Re: OWA certificate cannot be verified

You do not have to install the PFX file. Do NOT INCLUDE THE PRIVATE KEY IN THE EXPORT!
(I am yelling for your safety, not at you).

You need to deploy the .cer file (base64 or DER encoded both work). They need to install the certificate into the trusted root store.
The easiest way is to deploy it through AD (if they are machine members).

certutil -dspublish -f certfile.cer RootCA
(this must be run by a forest root domain admin or by an enterprise admin)

If they are not domain members, certutil in a batch file is probably your best bet.
certutil -addstore root certfile.cer
(this must be run by a local Administrator on the client computer)

In both cases, this adds the root CA certificate to the trusted root store.

You could also write directions on how to add the certificate to the user's trusted root store using the certmgr.msc console.

But, never deploy the actual PFX file of the Web server certificate. If I got this certificate, I could become your Web server on any version of *any* OS that has a web server service.
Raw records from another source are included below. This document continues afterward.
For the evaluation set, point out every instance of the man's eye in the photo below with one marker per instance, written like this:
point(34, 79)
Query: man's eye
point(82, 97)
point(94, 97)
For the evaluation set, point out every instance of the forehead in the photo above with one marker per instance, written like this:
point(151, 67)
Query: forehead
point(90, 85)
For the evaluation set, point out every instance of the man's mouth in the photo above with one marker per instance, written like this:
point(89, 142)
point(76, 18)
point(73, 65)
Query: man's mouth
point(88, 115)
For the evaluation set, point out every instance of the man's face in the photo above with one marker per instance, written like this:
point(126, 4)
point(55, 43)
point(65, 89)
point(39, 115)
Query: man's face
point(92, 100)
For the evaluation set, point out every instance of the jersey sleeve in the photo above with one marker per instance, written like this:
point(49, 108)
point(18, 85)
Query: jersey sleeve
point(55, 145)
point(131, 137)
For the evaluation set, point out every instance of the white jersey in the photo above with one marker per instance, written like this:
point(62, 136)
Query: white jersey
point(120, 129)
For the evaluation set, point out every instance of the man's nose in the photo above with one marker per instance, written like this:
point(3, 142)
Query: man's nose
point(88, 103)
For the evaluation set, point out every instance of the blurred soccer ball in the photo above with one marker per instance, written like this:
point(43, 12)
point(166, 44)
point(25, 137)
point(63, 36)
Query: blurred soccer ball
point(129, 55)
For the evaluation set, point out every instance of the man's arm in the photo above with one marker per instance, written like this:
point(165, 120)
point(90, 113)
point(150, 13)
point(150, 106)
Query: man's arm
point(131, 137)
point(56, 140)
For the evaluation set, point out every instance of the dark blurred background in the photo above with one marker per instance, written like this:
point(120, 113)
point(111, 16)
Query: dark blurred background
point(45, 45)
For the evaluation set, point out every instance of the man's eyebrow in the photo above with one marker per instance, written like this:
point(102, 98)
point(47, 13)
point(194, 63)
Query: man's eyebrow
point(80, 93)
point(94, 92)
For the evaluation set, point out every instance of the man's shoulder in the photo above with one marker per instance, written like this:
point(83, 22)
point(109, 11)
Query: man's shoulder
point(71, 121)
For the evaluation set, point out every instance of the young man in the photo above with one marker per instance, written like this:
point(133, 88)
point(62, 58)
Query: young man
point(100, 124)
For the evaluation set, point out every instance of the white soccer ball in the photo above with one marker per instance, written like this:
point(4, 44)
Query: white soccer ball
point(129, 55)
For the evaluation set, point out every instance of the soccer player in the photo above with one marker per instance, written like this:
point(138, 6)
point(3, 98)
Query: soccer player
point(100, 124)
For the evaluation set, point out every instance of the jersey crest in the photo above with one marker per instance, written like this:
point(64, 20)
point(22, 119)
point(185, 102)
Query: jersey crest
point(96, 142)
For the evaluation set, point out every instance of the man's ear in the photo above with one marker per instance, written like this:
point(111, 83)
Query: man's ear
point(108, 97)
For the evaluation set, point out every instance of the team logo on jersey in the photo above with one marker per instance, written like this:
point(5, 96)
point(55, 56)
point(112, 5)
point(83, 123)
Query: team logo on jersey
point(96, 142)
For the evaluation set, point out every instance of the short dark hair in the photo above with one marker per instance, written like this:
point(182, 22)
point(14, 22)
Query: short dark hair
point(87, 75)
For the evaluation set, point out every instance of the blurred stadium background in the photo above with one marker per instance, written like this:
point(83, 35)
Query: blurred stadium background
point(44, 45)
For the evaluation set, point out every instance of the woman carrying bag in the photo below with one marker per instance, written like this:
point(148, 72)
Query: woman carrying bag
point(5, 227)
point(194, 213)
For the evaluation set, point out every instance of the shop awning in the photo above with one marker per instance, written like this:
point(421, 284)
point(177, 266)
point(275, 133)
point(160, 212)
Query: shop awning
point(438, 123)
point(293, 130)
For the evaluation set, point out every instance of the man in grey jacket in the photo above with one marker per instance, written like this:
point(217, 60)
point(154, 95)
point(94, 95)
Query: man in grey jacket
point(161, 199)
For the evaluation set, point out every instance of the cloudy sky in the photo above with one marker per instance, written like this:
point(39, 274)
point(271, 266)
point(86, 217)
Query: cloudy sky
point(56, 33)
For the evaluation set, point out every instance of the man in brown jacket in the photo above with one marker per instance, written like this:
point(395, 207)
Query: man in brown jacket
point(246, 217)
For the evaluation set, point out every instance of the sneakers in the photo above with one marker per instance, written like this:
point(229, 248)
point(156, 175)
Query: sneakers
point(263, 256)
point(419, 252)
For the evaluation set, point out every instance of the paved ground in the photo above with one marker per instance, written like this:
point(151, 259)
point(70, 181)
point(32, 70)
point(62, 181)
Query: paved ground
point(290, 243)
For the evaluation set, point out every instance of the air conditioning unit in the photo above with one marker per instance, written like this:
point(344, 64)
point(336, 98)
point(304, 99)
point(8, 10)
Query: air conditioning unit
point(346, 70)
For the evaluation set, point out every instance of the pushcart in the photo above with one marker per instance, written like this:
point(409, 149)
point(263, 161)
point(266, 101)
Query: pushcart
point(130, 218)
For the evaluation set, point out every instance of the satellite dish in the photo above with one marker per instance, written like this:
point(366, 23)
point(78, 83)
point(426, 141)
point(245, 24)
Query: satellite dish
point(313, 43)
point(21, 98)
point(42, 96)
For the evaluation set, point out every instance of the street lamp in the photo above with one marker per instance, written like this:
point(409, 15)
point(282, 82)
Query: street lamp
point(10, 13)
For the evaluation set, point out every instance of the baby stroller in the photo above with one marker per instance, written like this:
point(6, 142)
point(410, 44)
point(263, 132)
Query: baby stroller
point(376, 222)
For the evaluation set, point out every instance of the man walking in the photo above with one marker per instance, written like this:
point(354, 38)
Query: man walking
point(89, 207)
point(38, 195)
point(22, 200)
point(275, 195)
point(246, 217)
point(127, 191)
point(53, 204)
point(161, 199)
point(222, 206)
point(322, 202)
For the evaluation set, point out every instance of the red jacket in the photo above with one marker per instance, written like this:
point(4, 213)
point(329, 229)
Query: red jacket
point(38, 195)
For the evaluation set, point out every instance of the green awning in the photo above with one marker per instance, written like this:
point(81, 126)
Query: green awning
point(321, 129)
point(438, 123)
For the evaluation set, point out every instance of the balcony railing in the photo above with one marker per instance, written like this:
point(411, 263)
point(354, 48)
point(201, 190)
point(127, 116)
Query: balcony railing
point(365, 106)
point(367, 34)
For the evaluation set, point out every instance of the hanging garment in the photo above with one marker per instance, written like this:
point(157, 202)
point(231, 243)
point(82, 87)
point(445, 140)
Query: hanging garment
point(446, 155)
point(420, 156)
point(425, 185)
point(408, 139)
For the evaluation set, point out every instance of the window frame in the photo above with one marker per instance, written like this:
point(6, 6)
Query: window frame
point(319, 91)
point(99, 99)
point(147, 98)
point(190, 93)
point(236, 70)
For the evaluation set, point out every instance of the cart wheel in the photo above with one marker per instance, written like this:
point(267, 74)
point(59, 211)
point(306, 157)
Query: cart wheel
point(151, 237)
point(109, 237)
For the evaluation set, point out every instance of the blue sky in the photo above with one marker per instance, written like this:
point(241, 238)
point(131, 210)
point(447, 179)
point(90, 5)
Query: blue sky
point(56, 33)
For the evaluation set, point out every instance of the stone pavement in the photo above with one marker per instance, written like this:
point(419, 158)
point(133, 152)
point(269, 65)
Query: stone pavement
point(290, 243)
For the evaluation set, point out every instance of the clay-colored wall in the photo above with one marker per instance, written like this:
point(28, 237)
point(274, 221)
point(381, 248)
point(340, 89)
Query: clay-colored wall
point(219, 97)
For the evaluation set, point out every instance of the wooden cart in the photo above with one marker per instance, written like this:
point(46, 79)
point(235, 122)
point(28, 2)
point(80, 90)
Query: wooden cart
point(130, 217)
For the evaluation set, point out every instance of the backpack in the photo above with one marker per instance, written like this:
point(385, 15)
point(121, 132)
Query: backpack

"RickyVene" <RickyVene@xxxxxxxxxxxxxxxxxxxxxxxxx> wrote in message news:3E2BF73F-C630-4520-832C-8338A66CDB2B@xxxxxxxxxxxxxxxx

I remember now on how to trust the certificate. You need to install the
root ca on the computer you use. I use my company laptop and it does the
trust on the certificate of the OWA. And I remeber that root CA is being
pushed automatic on the member computer. Non member is not, you need to do
it manually.

So I export the pfx root certificate on the non member computer accessing
outside and trust on the website is ok.

The question now, is this safe to install the root cert on a non member
computer? The validity of the root CA is five years with 2048 length.


"RickyVene" wrote:

I have been using 2003 standard certificate for almost two years and I have
renewed my OWA 2003 for the second year. I'm stiil having this problem with
Certificate Error on IE7. The error is " this certificate cannot be

Actually I don't mind this before because according to the webcast of Kai if
you know your CA then you know it's legitimate cert. I even have this on my
eTrust 8.x console on the web, I've called support and they don't have
solution to the untrusted certificate error. But the problem is my boss and
my users. They're hard to please and give stupid feedback to me.

Can someone please give me some clue on how to make my certificate
legitimate to my users? Google/Live give so many links to these but not one
of them give right correct direction or maybe I haven't read to good solution
yet. Well I hope I will find something here.

Or do I need to go back to Verisign or Cybersource? Or even open source.